The assertions about Juneteenth being a “new” holiday “given to us” by the federal government strike me as weird. If you’re not in the know, it’s OK to be silent. Juneteenth spread beyond Texas and the South during the 20th century with significant events in places like Philadelphia, Milwaukee, and New York City. The first Juneteenth celebration I attended was in New Jersey during the late 1990s and I’ve attended subsequent events in NJ, Maryland, and DC.
The blog avoids the popular misconception that the Emancipation Proclamation “freed the slaves” in 1863 but “it took two years for the news to reach Texas.” That might be a cute myth, but emancipation had to be enforced in Confederate states at gunpoint with federal troop occupation.

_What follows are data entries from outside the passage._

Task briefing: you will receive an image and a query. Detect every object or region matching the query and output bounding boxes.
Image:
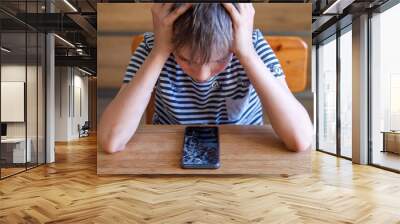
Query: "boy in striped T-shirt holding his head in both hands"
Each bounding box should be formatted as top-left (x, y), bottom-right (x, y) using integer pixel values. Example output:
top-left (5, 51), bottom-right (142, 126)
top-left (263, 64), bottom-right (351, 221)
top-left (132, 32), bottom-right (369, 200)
top-left (99, 3), bottom-right (313, 153)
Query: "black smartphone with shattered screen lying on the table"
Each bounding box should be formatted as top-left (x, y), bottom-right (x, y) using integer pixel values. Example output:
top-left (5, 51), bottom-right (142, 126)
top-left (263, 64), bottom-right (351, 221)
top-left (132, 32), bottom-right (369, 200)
top-left (181, 126), bottom-right (220, 169)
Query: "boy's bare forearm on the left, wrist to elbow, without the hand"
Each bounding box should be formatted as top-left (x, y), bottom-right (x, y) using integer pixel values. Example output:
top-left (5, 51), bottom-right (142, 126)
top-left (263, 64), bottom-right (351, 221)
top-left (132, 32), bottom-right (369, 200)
top-left (98, 49), bottom-right (169, 153)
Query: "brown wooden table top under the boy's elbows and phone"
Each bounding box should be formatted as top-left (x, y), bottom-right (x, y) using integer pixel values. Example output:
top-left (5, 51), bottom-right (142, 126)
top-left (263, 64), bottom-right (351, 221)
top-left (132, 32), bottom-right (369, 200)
top-left (97, 125), bottom-right (311, 175)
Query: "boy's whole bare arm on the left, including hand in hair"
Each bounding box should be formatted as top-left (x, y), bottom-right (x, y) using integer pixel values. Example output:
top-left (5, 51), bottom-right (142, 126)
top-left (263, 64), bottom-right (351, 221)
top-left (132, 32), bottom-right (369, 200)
top-left (98, 3), bottom-right (191, 153)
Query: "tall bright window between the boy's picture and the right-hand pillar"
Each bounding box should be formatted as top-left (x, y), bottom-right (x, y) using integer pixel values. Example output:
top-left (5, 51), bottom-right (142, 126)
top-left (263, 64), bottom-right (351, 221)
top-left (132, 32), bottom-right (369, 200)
top-left (317, 24), bottom-right (352, 158)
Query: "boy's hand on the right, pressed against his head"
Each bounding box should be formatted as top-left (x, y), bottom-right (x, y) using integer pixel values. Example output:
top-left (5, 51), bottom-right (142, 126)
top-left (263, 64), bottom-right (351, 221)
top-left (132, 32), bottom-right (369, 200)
top-left (222, 3), bottom-right (255, 57)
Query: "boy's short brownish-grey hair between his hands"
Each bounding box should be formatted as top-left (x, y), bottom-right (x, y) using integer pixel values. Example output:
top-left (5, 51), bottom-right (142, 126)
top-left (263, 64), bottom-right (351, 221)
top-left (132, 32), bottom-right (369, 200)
top-left (172, 3), bottom-right (238, 64)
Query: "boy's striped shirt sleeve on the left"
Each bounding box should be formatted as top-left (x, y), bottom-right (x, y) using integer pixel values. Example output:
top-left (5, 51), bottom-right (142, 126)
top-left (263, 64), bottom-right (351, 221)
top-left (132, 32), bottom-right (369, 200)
top-left (123, 33), bottom-right (154, 83)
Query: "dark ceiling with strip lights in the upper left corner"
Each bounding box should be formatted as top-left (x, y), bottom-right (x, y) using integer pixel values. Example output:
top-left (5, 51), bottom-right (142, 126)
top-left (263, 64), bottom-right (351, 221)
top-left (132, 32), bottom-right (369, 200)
top-left (0, 0), bottom-right (97, 73)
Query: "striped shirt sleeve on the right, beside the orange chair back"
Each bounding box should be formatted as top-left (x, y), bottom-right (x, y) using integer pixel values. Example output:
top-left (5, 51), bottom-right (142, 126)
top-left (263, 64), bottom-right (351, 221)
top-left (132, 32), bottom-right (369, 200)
top-left (253, 29), bottom-right (285, 78)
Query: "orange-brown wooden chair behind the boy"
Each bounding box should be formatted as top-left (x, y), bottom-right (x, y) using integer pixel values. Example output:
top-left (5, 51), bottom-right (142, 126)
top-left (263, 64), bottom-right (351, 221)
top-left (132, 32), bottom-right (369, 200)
top-left (131, 35), bottom-right (308, 124)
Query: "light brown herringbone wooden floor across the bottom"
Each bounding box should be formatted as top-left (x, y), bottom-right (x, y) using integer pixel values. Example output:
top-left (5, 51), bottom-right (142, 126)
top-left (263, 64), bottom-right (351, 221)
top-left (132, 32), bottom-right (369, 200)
top-left (0, 134), bottom-right (400, 224)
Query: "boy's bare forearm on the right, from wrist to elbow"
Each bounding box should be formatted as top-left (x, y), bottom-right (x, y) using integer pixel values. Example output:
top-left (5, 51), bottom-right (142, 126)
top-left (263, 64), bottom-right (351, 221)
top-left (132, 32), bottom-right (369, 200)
top-left (239, 51), bottom-right (313, 151)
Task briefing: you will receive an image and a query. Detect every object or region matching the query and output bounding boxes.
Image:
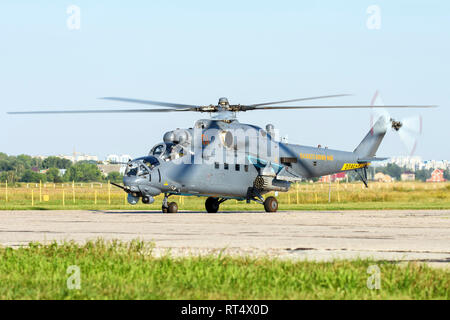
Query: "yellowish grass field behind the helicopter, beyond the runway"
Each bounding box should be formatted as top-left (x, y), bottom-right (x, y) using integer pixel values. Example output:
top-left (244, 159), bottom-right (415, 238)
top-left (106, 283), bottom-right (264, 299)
top-left (0, 182), bottom-right (450, 211)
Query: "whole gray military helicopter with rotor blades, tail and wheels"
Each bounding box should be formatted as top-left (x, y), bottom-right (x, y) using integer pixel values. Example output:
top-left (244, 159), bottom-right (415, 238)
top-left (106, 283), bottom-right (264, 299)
top-left (9, 94), bottom-right (433, 213)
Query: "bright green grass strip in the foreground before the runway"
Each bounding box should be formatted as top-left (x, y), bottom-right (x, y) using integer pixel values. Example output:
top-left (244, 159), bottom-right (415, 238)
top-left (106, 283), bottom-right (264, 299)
top-left (0, 240), bottom-right (450, 299)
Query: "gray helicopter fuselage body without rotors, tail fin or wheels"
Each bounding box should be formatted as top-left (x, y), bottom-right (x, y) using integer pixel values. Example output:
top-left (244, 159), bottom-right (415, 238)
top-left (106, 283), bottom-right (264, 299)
top-left (124, 120), bottom-right (369, 203)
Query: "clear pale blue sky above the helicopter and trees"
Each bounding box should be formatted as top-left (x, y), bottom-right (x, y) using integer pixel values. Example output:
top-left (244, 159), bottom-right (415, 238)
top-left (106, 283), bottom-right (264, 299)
top-left (0, 0), bottom-right (450, 159)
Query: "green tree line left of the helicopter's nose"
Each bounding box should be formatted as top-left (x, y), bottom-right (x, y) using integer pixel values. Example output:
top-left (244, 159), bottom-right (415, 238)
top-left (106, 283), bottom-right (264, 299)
top-left (0, 152), bottom-right (122, 184)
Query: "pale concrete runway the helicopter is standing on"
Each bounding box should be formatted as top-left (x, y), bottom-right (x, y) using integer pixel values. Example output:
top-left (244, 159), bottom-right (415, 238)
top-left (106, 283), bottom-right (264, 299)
top-left (0, 210), bottom-right (450, 268)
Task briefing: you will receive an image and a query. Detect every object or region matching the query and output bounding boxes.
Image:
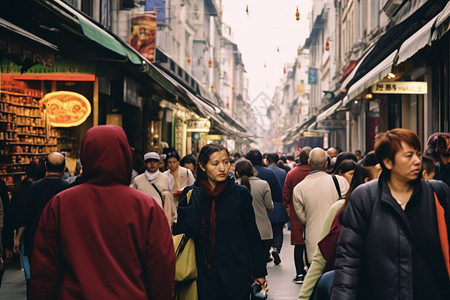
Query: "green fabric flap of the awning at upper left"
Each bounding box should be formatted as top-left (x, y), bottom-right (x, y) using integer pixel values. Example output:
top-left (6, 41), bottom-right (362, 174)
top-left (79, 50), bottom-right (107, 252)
top-left (76, 13), bottom-right (142, 65)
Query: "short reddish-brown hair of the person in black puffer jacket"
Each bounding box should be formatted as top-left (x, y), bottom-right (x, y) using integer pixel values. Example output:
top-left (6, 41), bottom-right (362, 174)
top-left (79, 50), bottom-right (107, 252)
top-left (375, 128), bottom-right (422, 173)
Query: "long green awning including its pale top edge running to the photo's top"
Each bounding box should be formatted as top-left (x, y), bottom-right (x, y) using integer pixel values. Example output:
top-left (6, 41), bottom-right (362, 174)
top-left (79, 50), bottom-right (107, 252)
top-left (53, 0), bottom-right (143, 65)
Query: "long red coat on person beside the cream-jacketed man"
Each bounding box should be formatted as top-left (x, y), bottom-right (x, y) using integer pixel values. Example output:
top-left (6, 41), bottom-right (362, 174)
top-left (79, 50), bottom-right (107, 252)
top-left (283, 165), bottom-right (310, 245)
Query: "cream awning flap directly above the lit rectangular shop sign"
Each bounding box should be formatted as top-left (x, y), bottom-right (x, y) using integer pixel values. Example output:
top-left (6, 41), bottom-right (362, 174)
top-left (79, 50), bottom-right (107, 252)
top-left (396, 16), bottom-right (437, 65)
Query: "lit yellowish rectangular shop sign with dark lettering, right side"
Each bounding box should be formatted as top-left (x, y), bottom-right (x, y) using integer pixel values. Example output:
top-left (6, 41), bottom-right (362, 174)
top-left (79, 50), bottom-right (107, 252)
top-left (372, 81), bottom-right (428, 94)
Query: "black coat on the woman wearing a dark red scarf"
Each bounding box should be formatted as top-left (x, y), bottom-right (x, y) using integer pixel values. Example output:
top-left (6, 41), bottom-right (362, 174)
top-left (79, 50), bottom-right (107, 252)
top-left (173, 178), bottom-right (267, 300)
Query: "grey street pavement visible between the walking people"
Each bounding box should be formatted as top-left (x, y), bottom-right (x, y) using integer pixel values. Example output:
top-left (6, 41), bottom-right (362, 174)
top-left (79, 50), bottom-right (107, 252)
top-left (0, 228), bottom-right (301, 300)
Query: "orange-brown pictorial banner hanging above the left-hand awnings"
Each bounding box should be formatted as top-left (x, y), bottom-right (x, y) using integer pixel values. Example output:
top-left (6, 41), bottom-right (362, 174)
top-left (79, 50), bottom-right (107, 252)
top-left (130, 12), bottom-right (156, 62)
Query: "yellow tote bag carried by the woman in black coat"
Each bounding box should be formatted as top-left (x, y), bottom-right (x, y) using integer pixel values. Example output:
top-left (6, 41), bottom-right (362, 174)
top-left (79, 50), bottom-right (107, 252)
top-left (173, 189), bottom-right (197, 282)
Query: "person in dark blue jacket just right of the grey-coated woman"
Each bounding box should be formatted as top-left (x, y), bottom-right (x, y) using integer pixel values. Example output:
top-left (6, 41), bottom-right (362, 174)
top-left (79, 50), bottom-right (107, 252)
top-left (245, 149), bottom-right (288, 265)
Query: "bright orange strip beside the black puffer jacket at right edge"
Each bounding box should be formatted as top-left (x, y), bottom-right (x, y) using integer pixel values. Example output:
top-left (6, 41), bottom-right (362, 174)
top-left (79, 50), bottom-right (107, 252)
top-left (428, 180), bottom-right (450, 278)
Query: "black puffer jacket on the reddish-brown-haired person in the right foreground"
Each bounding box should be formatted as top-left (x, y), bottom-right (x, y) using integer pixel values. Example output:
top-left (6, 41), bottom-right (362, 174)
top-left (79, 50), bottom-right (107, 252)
top-left (331, 176), bottom-right (450, 300)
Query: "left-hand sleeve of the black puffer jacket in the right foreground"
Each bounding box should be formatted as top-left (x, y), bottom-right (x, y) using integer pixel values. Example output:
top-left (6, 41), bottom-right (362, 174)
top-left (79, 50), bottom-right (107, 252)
top-left (331, 181), bottom-right (377, 300)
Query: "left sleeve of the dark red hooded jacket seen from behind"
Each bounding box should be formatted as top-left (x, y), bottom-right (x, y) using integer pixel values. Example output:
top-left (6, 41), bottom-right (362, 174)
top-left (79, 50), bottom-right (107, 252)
top-left (31, 197), bottom-right (62, 300)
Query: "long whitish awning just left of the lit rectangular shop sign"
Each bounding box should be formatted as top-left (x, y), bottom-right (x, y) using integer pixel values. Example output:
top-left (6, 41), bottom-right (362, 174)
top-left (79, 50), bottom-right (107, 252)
top-left (342, 50), bottom-right (398, 106)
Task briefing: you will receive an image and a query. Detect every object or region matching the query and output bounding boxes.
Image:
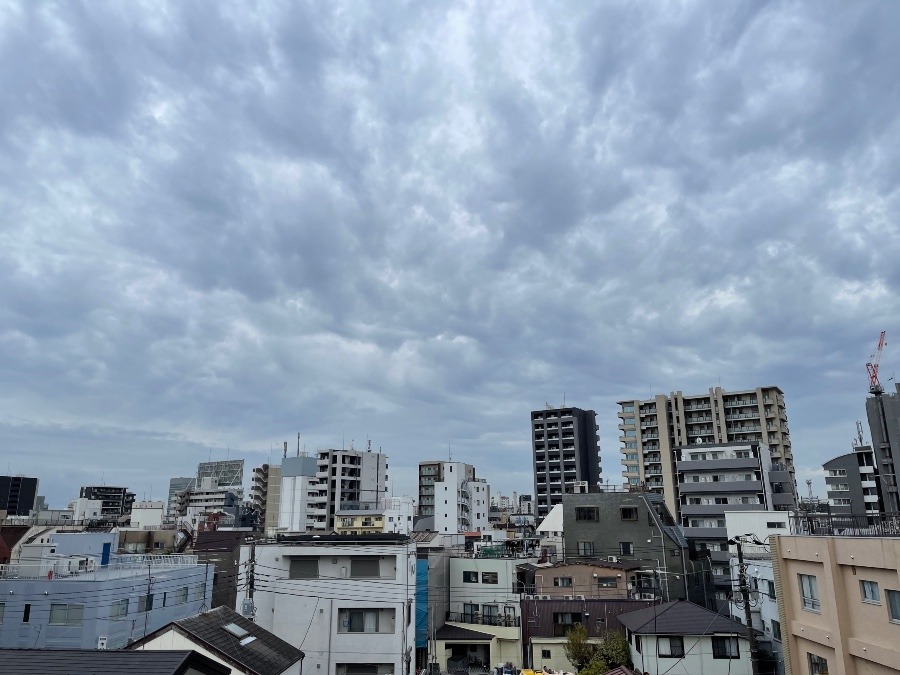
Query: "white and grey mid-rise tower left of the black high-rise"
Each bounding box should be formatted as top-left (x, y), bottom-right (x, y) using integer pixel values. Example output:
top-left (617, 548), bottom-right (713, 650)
top-left (419, 461), bottom-right (491, 534)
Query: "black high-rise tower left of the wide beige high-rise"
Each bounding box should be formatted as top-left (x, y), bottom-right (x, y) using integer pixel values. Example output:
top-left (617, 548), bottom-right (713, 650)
top-left (531, 406), bottom-right (601, 518)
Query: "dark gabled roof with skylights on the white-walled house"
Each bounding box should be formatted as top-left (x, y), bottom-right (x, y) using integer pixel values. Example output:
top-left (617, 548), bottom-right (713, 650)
top-left (129, 607), bottom-right (304, 675)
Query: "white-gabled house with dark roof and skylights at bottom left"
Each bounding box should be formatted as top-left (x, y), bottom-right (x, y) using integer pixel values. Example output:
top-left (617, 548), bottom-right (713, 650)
top-left (128, 607), bottom-right (304, 675)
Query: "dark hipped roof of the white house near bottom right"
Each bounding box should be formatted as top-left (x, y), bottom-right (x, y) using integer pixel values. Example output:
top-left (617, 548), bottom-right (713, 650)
top-left (619, 600), bottom-right (747, 637)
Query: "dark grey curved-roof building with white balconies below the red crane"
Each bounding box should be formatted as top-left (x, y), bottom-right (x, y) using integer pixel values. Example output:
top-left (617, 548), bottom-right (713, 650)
top-left (822, 445), bottom-right (885, 522)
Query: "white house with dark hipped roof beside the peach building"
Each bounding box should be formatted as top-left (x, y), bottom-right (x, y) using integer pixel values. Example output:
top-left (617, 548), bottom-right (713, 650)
top-left (619, 600), bottom-right (752, 675)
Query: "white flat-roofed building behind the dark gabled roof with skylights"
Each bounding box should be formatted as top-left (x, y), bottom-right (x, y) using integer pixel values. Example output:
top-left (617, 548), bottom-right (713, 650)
top-left (243, 534), bottom-right (416, 675)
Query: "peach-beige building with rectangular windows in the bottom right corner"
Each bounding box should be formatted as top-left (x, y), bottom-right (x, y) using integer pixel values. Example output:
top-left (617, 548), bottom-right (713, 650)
top-left (771, 536), bottom-right (900, 675)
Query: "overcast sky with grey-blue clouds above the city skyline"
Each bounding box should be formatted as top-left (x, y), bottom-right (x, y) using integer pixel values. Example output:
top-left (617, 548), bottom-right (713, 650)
top-left (0, 0), bottom-right (900, 507)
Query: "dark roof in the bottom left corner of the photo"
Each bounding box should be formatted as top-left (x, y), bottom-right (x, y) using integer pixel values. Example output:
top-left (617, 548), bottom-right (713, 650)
top-left (0, 649), bottom-right (232, 675)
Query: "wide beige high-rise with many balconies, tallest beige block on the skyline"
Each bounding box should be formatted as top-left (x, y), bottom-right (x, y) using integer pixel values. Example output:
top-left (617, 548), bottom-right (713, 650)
top-left (618, 387), bottom-right (794, 514)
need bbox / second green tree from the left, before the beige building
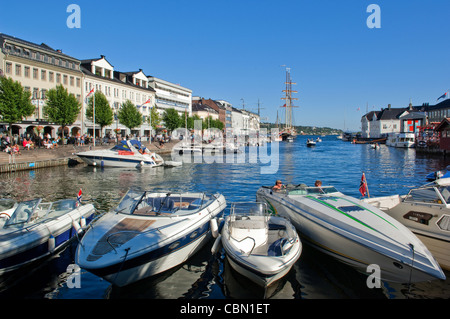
[43,85,81,139]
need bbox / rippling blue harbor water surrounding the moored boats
[0,136,450,300]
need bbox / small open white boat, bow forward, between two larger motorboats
[221,203,302,288]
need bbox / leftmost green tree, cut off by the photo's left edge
[0,76,35,137]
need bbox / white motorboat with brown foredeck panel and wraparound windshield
[75,189,226,287]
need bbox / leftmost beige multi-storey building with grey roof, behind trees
[0,33,83,137]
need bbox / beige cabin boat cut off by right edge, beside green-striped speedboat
[364,178,450,270]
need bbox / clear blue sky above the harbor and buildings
[0,0,450,130]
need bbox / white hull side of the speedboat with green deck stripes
[257,191,445,283]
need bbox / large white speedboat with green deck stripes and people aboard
[257,184,445,283]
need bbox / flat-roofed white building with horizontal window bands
[147,76,192,116]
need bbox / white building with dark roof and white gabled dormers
[81,55,156,137]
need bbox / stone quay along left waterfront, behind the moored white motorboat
[0,141,178,173]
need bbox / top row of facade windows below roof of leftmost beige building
[5,62,81,88]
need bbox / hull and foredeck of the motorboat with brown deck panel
[75,194,226,287]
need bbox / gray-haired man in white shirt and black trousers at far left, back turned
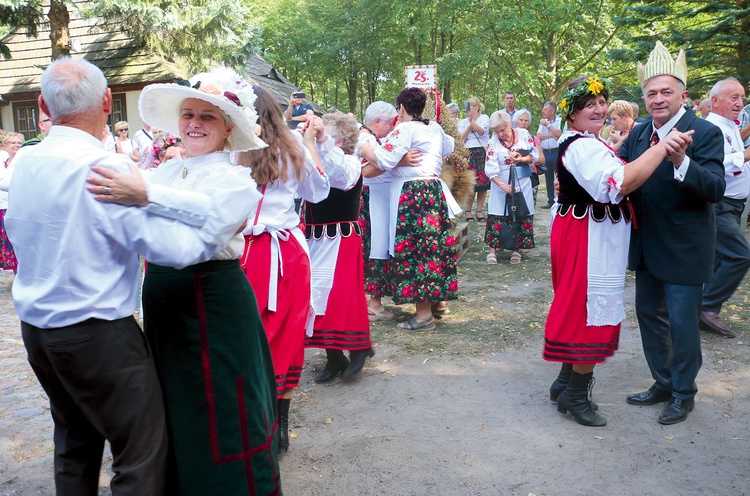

News of the Emancipation Proclamation must have reached some of the enslaved people in Galveston, Texas before June 19, 1865, but only bayonets would make it real.
Also, the blog doesn’t discuss culture, rituals, resistance, the role of Black Union troops, ongoing terrorism, wage theft, or complexities like how General Order 3 demanded Black people remain on the plantation as employees of their violent captors and avoid “idleness.” The text of General Order 3 reflected the individual-rights reinterpretation of the Declaration of Independence found in Abraham Lincoln’s Gettysburg Address, but its admonition against “idleness” shows the ideologies that fed the convict-leasing regime and “slavery by another name.” The piece is a short overview of select historical details and keeps it “social structure,” in the parlance of my Africana Framework folks.
Have red drinks, red foods, and a read blog.